On Nov. 21, a 7-year-old male impala living in the elephant enclosure near the zoo’s lagoon jumped over electrified hot wire and nonelectrified cables at the edge of the exhibit. The animal became caught between the cables and a chain-link fence, the final barrier blocking the animal from escaping.
The impala struggled to break free for 18 seconds, according to the zoo’s director of animal health, Dr. Doug Armstrong. Once it untangled itself, the animal rejoined its herd for about 30 minutes before it collapsed.
Zookeepers found the animal unconscious but still alive near a mud wallow. But it died before it could reach the zoo’s hospital.
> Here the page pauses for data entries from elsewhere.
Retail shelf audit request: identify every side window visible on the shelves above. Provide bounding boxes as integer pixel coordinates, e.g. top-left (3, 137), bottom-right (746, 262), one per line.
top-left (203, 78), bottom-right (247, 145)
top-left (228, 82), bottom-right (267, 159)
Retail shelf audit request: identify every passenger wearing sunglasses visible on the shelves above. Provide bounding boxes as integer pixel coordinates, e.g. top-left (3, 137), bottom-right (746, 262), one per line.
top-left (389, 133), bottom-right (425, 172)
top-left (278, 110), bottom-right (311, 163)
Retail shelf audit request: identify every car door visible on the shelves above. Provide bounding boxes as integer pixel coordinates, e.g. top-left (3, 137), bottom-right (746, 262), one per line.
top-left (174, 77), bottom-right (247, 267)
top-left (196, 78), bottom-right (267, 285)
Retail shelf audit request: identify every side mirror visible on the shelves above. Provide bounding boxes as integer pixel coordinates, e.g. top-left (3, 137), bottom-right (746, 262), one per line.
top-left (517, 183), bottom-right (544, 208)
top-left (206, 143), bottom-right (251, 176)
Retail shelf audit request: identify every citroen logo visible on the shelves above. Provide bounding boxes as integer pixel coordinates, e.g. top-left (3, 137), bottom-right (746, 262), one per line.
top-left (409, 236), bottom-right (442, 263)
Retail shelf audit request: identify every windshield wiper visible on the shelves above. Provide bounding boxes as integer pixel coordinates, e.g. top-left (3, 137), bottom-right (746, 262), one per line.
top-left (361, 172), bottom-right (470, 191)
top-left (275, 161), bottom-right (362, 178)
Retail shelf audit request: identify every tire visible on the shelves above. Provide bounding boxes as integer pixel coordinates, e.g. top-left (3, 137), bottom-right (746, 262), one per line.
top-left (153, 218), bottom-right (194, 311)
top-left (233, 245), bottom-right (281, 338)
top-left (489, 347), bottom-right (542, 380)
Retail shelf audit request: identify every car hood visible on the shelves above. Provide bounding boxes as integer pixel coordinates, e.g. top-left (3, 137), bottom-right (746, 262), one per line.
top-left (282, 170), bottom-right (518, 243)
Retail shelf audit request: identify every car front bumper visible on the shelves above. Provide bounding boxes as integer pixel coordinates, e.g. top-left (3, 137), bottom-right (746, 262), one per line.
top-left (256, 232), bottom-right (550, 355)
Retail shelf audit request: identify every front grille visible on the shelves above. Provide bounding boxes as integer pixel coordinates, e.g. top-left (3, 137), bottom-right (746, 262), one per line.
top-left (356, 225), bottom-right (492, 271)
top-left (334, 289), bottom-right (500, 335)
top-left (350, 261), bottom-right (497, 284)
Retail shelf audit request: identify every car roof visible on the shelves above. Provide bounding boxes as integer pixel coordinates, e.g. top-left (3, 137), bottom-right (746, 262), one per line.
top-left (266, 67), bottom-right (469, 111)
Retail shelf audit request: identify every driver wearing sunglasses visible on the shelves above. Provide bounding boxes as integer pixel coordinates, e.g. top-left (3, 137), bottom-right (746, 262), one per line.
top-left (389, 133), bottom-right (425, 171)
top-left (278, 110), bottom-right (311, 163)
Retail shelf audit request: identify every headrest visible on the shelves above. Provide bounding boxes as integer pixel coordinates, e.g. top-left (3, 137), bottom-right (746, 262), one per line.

The zoo is still trying to determine the impala’s cause of death. A necropsy (animal autopsy) was performed but didn’t show any clear signs explaining the death.
“Right now, the hypothesis is that he’s an impala, and they are more stress-susceptible than other hoofstock,” Armstrong said.
The electric hot wire fencing could have contributed to the impala’s death, Armstrong said, but it’s more likely that it died because the stress of being trapped caused breathing or heart problems. The animal also could have had pre-existing health problems exacerbated by the stress. Lastly, the electricity could have thrown the animal’s heart into an irregular rhythm.
“If he had been electrocuted, he would have died right there,” Armstrong said.
The zoo said in a statement that it has had no animal die from electric shock in 45 years.
“Animal death from engaging with hot wire is extremely rare and to our knowledge has not happened at the zoo in the preceding 45 years,” the statement says.
Electric fencing is commonly used not only in zoos, but in agriculture as well, according to Association of Zoos and Aquariums spokesman Rob Vernon. The AZA does not regulate zoos’ use of electric fencing.
“It is a fairly common tool used for keeping animals in an area that we want them to stay,” he said. “In particular, it’s used to try to keep animals away from areas where they might hurt themselves.”
Armstrong said the zoo has already started shrinking the distance between the cables and the fence to prevent another animal from becoming trapped.
A histopathology report providing further details about the animal’s death should be complete by mid-December.